Discussion Intel current and future Lakes & Rapids thread

Hulk · Oct 11, 2021

coercitiv said:
Obviously we can agree to disagree on this, but I hope nobody will act all surprised when it turns out E cores on the desktop are used solely for area efficiency.

Great analysis. At least for me this sentence explains a lot. I mean about the e's being there for area efficiency, not power/compute efficiency.

Zucker2k · Oct 11, 2021

Hulk said:
Great analysis. At least for me this sentence explains a lot. I mean about the e's being there for area efficiency, not power/compute efficiency.
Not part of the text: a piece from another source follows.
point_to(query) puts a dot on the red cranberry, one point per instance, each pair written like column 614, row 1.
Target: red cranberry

They serve those purposes too. Except for outright single thread performance, the gracemont cores should provide more multithreaded performance for area and power consumed. The latter category is yet unknown so don't quote me on that. Hehe

Hulk · Oct 11, 2021

Rethinking this post. I made have made a math error..

I wish benchmarks like CB and CPUz would poll the CPU clocks during the run and report an average clockspeed during the benchmark run. It would make it so much easier to compare IPC (throughput).

Asterox · Oct 11, 2021

mikk said:
Yes 12400 is more efficient than the 5600x which is also close to 80W package power in other tests. However Intel cannot go as high as Zen 3 with the clock speeds to achieve this efficiency, 4 Ghz vs ~4.5 Ghz in multithread is quite a big difference. Assuming this 12400 test is representative.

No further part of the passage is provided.